A Trial of 17-Hydroxyprogesterone Caproate (17P) to Reduce Preterm Birth Among Women Receiving Antiretroviral Therapy in Pregnancy Preterm birth (PTB) is the most common cause of neonatal death worldwide and the second leading cause of under-5 mortality. Maternal HIV complicates 1.5 million pregnancies per year and increases the risk of PTB. While antiretroviral therapy (ART) in pregnancy can virtually eliminate mother-to-child transmission, it increases the risk of PTB beyond the excess risk attributable to HIV itself. This has led us to the untenable place where, in too many instances, the price of stopping perinatal HIV is prematurity-related neonatal death. Prenatal progesterone reduces the risk of PTB among women diagnosed with shortening of the uterine cervix and among women who have experienced a prior spontaneous PTB. It is standard of care for these indications in the United States. This application has two specific aims.
In Aim 1, we propose a placebo-controlled, double-masked randomized clinical trial of the drug 17-hydroxyprogesterone (17P) to prevent PTB among HIV-infected pregnant women initiating or continuing antiretroviral drug therapy (ART) in Malawi and Zambia. Because stillbirth and preterm birth are competing risks, the trial's primary outcome will be a composite of live birth prior to 37 weeks gestation or stillbirth at any gestational age. The trial is powered to assess whether 17P has the same prophylactic efficacy among HIV-infected women as it does among women with a prior PTB (an indication for which it is FDA approved). Our specific hypothesis is that 17P will reduce the primary outcome by 38% (i.e., from 24% to 15%). The trial will randomly allocate 800 consenting women in a 1:1 ratio to receive weekly intramuscular injections of either active drug or matched placebo. We will follow women through pregnancy and mother-infant pairs to 42 days postpartum.

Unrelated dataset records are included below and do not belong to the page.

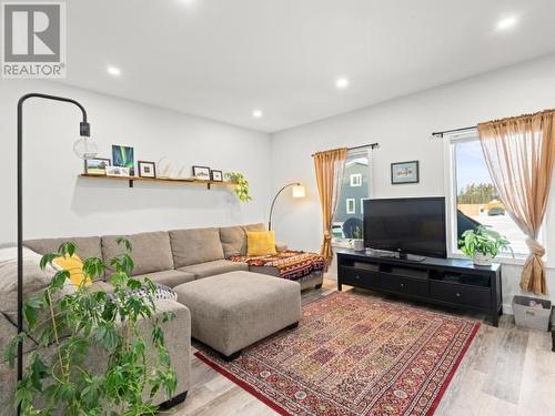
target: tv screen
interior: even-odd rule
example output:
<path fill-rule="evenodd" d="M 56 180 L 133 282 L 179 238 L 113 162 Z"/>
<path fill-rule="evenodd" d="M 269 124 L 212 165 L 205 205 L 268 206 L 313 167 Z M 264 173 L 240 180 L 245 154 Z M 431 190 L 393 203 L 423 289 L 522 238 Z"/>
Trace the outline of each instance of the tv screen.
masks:
<path fill-rule="evenodd" d="M 364 245 L 375 250 L 446 257 L 445 199 L 365 200 Z"/>

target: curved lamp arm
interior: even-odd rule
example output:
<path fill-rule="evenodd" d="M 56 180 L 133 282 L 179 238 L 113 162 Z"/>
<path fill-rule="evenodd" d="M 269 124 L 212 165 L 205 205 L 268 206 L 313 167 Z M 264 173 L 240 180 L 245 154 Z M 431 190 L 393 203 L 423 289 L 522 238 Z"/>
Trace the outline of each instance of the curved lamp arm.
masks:
<path fill-rule="evenodd" d="M 64 97 L 33 92 L 21 97 L 18 101 L 18 334 L 23 332 L 23 103 L 28 99 L 44 99 L 62 101 L 77 105 L 81 110 L 82 121 L 79 125 L 81 136 L 90 136 L 91 126 L 87 121 L 84 106 L 72 99 Z M 18 342 L 18 381 L 23 377 L 23 342 Z M 21 408 L 18 407 L 18 415 Z"/>
<path fill-rule="evenodd" d="M 270 207 L 270 217 L 268 219 L 268 231 L 271 231 L 272 230 L 272 213 L 274 211 L 274 204 L 275 204 L 275 201 L 278 200 L 278 196 L 280 196 L 280 194 L 286 190 L 287 187 L 290 186 L 301 186 L 301 183 L 300 182 L 292 182 L 292 183 L 287 183 L 285 186 L 283 186 L 280 191 L 278 191 L 278 193 L 275 194 L 273 201 L 272 201 L 272 206 Z"/>

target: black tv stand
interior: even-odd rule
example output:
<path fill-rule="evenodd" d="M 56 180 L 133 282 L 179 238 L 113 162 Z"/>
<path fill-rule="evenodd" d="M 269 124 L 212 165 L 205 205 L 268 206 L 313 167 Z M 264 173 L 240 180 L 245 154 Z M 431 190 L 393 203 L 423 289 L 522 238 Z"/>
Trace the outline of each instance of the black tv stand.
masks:
<path fill-rule="evenodd" d="M 436 305 L 487 313 L 497 326 L 502 307 L 501 264 L 471 260 L 384 256 L 383 252 L 337 251 L 337 290 L 350 285 Z M 396 253 L 392 253 L 396 254 Z"/>
<path fill-rule="evenodd" d="M 407 262 L 423 262 L 424 260 L 426 260 L 426 257 L 424 257 L 423 255 L 414 255 L 414 254 L 397 253 L 397 252 L 380 252 L 379 255 L 385 258 L 397 258 Z"/>

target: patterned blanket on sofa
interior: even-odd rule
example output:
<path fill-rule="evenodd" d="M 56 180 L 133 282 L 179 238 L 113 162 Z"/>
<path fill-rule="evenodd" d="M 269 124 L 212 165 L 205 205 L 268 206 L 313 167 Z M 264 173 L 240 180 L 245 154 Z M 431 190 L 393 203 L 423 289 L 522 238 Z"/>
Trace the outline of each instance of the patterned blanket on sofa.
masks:
<path fill-rule="evenodd" d="M 234 255 L 230 260 L 246 263 L 250 266 L 276 267 L 280 276 L 290 281 L 299 281 L 313 272 L 322 272 L 325 266 L 325 260 L 320 254 L 292 250 L 260 257 Z"/>

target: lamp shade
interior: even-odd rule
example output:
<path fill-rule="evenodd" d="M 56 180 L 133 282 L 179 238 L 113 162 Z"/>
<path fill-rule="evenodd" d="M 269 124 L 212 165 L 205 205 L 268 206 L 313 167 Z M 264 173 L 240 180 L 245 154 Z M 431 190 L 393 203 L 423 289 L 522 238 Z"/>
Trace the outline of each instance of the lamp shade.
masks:
<path fill-rule="evenodd" d="M 73 152 L 79 159 L 92 159 L 98 154 L 98 146 L 91 138 L 83 135 L 73 144 Z"/>
<path fill-rule="evenodd" d="M 305 196 L 304 186 L 301 184 L 293 185 L 293 197 L 304 197 L 304 196 Z"/>

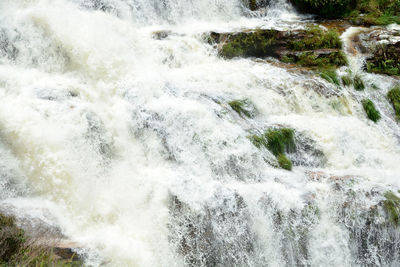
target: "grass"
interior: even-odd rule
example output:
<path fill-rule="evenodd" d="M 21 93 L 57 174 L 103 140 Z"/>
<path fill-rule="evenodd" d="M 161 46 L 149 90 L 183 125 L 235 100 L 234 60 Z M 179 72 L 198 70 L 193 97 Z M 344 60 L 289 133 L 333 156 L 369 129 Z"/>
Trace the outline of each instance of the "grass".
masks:
<path fill-rule="evenodd" d="M 364 99 L 361 103 L 370 120 L 378 122 L 381 119 L 381 114 L 376 110 L 374 103 L 370 99 Z"/>
<path fill-rule="evenodd" d="M 396 118 L 400 120 L 400 87 L 390 90 L 387 96 L 393 105 Z"/>

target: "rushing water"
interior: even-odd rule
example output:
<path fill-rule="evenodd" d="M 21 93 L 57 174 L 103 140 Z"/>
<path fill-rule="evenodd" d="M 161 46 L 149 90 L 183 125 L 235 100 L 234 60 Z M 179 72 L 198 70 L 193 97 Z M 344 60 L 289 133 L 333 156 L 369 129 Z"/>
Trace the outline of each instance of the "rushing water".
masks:
<path fill-rule="evenodd" d="M 400 188 L 396 81 L 349 53 L 380 89 L 338 89 L 203 40 L 303 27 L 271 2 L 1 0 L 2 205 L 60 227 L 95 266 L 398 266 L 398 230 L 369 213 Z M 227 104 L 245 98 L 254 119 Z M 296 130 L 292 172 L 247 138 L 277 125 Z"/>

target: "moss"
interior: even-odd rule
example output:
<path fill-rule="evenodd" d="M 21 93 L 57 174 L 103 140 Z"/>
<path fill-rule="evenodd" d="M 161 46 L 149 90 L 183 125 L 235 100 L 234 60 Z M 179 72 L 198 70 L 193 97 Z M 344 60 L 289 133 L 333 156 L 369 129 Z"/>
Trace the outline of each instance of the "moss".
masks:
<path fill-rule="evenodd" d="M 386 198 L 383 202 L 385 212 L 389 216 L 390 222 L 398 226 L 400 224 L 400 198 L 391 191 L 386 192 L 384 196 Z"/>
<path fill-rule="evenodd" d="M 291 0 L 300 11 L 324 18 L 347 18 L 354 24 L 400 24 L 400 0 Z"/>
<path fill-rule="evenodd" d="M 373 57 L 367 60 L 367 71 L 387 75 L 400 75 L 400 42 L 379 45 Z"/>
<path fill-rule="evenodd" d="M 374 103 L 370 99 L 364 99 L 361 103 L 370 120 L 377 122 L 381 119 L 381 114 L 376 110 Z"/>
<path fill-rule="evenodd" d="M 336 84 L 338 86 L 340 85 L 339 79 L 336 74 L 336 70 L 334 70 L 334 69 L 322 70 L 319 75 L 321 78 L 327 80 L 330 83 Z"/>
<path fill-rule="evenodd" d="M 349 14 L 354 6 L 352 0 L 291 0 L 291 2 L 300 11 L 324 18 L 342 18 Z"/>
<path fill-rule="evenodd" d="M 267 139 L 268 150 L 275 156 L 296 149 L 293 129 L 282 128 L 269 130 L 266 132 L 265 137 Z"/>
<path fill-rule="evenodd" d="M 342 41 L 336 30 L 325 31 L 319 26 L 308 27 L 305 37 L 300 40 L 290 41 L 289 48 L 297 51 L 314 49 L 340 49 Z"/>
<path fill-rule="evenodd" d="M 267 147 L 267 142 L 264 136 L 252 135 L 248 138 L 257 148 L 261 148 L 262 146 Z"/>
<path fill-rule="evenodd" d="M 233 100 L 229 102 L 228 105 L 240 116 L 244 115 L 248 118 L 254 118 L 256 115 L 256 109 L 248 99 Z"/>
<path fill-rule="evenodd" d="M 291 171 L 292 170 L 292 161 L 288 159 L 285 154 L 279 154 L 277 157 L 278 164 L 282 169 Z"/>
<path fill-rule="evenodd" d="M 304 67 L 336 68 L 347 64 L 346 56 L 342 51 L 334 51 L 328 54 L 307 51 L 299 55 L 291 55 L 289 58 L 291 62 Z"/>
<path fill-rule="evenodd" d="M 400 87 L 395 87 L 390 90 L 388 98 L 393 105 L 396 118 L 400 120 Z"/>
<path fill-rule="evenodd" d="M 16 225 L 14 217 L 0 214 L 0 239 L 0 261 L 9 262 L 25 243 L 25 233 Z"/>
<path fill-rule="evenodd" d="M 342 76 L 342 83 L 344 86 L 350 86 L 353 84 L 353 80 L 350 75 Z"/>
<path fill-rule="evenodd" d="M 225 58 L 269 56 L 273 54 L 277 34 L 276 30 L 256 30 L 231 35 L 220 54 Z"/>
<path fill-rule="evenodd" d="M 292 162 L 286 157 L 285 152 L 295 152 L 294 131 L 289 128 L 271 129 L 264 135 L 252 135 L 249 140 L 257 147 L 264 146 L 276 157 L 281 168 L 292 169 Z"/>
<path fill-rule="evenodd" d="M 353 84 L 354 84 L 354 89 L 356 89 L 357 91 L 362 91 L 365 89 L 364 81 L 358 75 L 354 76 Z"/>

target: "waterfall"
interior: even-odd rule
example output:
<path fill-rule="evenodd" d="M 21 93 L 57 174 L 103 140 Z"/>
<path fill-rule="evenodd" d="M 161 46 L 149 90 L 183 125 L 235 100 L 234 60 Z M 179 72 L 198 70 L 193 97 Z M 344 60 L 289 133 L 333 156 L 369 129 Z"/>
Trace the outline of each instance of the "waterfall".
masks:
<path fill-rule="evenodd" d="M 93 266 L 399 265 L 398 231 L 370 210 L 384 220 L 400 188 L 396 80 L 354 69 L 380 91 L 339 90 L 204 40 L 304 27 L 271 2 L 2 0 L 0 207 L 56 225 Z M 248 138 L 277 126 L 295 129 L 292 172 Z"/>

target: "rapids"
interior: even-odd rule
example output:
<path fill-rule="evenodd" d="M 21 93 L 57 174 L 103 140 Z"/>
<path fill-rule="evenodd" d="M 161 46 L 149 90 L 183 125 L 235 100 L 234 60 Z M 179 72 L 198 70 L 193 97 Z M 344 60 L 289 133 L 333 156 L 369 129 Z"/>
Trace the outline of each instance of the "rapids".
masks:
<path fill-rule="evenodd" d="M 1 205 L 59 227 L 92 266 L 399 266 L 399 232 L 366 232 L 364 212 L 400 189 L 396 80 L 348 53 L 380 90 L 338 89 L 204 40 L 312 20 L 271 2 L 1 0 Z M 248 139 L 277 125 L 296 131 L 292 172 Z"/>

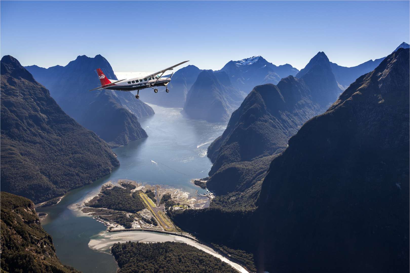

In Aim 2 of this application, we will study the relationship between timing of ART initiation and the risk of PTB. Our hypothesis is that HIV-infected women who start ART during pregnancy will have higher rates of PTB compared to women who enter antenatal care on ART started prior to conception. This trial will take advantage of longstanding partnerships and robust research infrastructure in Malawi and Zambia. If our primary hypothesis is confirmed ? that 17P works as well among HIV infected women as it does among those with a prior preterm birth ? we will have identified an intervention that could prevent as many as 70,000 preterm births per year worldwide.
Preterm birth and perinatal HIV are among the two biggest risks faced by neonates in many developing countries. We propose a trial of the FDA-approved drug 17-hydroxyprogesterone caproate (17P) to prevent preterm birth among 800 HIV-infected pregnant women in Malawi and Zambia.